Objective-C Message Send Generation

Hi Everyone,

I've started working on Objective-C code generation. The attached diff contains my initial work. I've added a few hooks into the code generation code for handling the Objective-C AST nodes.

I've created a CodeGenObjCRuntime abstract class which encapsulates the runtime-specific components and a CodeGenObjCGNU concrete subclass for the GNU runtime. Currently, this only handles message sends (and assumes an id return type, which needs fixing later). It's also completely unoptimised as yet, and does slightly silly things like look up the selector every message send, rather than caching it after the first lookup (I'm not sure if this should be done here or if a later pass should know that sel_get_uid is a constant function and do the caching as an optimisation).

I am trying to keep the CodeGenObjC* classes free from clang-specific classes because I intend to use them with a Smalltalk and Self compiler (which won't use the clang AST representations) as well.

David

P.S. I've not used C++ for almost five years and not looked at the llvm/clang sources before Sunday, so I expect lots of comments.

clang.diff (10.7 KB)

Hi David,

Hi Everyone,

I've started working on Objective-C code generation. The attached diff contains my initial work.

very good!

I've added a few hooks into the code generation code for handling the Objective-C AST nodes.

I've created a CodeGenObjCRuntime abstract class which encapsulates the runtime-specific components and a CodeGenObjCGNU concrete subclass for the GNU runtime.

That's good idea.

Few nitpicks:
- I'd shorten class names by replacing "CodeGen" with CG.
- Please use vertical spaces (empty lines) appropriately to make code easy to read.
- Stay within 80 cols.

Currently, this only handles message sends (and assumes an id return type, which needs fixing later). It's also completely unoptimised as yet, and does slightly silly things like look up the selector every message send, rather than caching it after the first lookup

OK.

(I'm not sure if this should be done here or if a later pass should know that sel_get_uid is a constant function and do the caching as an optimisation).

I am trying to keep the CodeGenObjC* classes free from clang-specific classes because I intend to use them with a Smalltalk and Self compiler (which won't use the clang AST representations) as well.

David

P.S. I've not used C++ for almost five years and not looked at the llvm/clang sources before Sunday, so I expect lots of comments.

+ //TODO: Make this selectable at runtime
+ ObjC = ObjCDefaultRuntime(this);
+}

Rename ObjC as Runtime and propagate it down stream (e.g. see how Builder is propagated)

+Value *CodeGenObjCGNU::generateMessageSend(llvm::LLVMFoldingBuilder &B,
+ llvm::Value * receiver,
+ std::string &selector,
+ llvm::Value** ArgV,
+ size_t ArgC) {

Consistently use capital letter, e.g.
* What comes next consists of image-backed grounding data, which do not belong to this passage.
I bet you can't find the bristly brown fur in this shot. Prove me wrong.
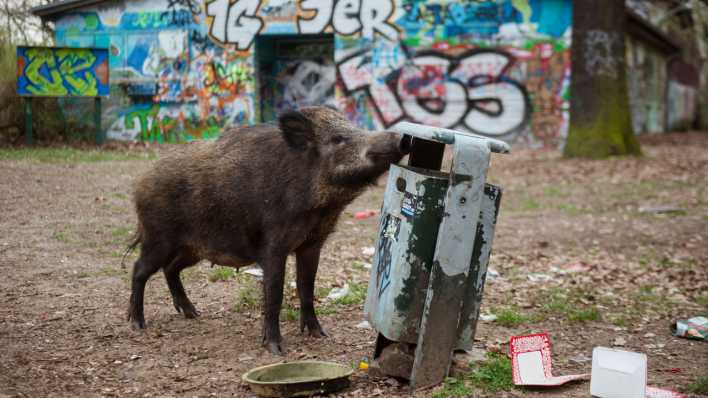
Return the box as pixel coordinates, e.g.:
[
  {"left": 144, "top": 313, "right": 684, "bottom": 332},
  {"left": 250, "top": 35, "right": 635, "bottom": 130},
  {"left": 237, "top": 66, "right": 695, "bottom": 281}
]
[{"left": 125, "top": 106, "right": 408, "bottom": 355}]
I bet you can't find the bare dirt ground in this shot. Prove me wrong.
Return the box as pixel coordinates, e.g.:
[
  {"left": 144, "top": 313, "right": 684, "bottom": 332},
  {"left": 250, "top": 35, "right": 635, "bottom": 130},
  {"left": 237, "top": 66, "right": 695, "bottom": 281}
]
[{"left": 1, "top": 133, "right": 706, "bottom": 397}]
Receive and Selector.
Please use Builder instead of just B.

+ const llvm::Type *selType = llvm::PointerType::get((llvm::Type*)llvm::StructType::get(str2), 0);

Avoid (llvm::Type*) casts. Instead
    const llvm::Type *STy = llvm::StructType::get(str2);
    const llvm::Type *SelType = llvm::PointerType::get(STy, 0);

Be consistent in naming local variables, (str2, FT, Idx0, index_vector ..)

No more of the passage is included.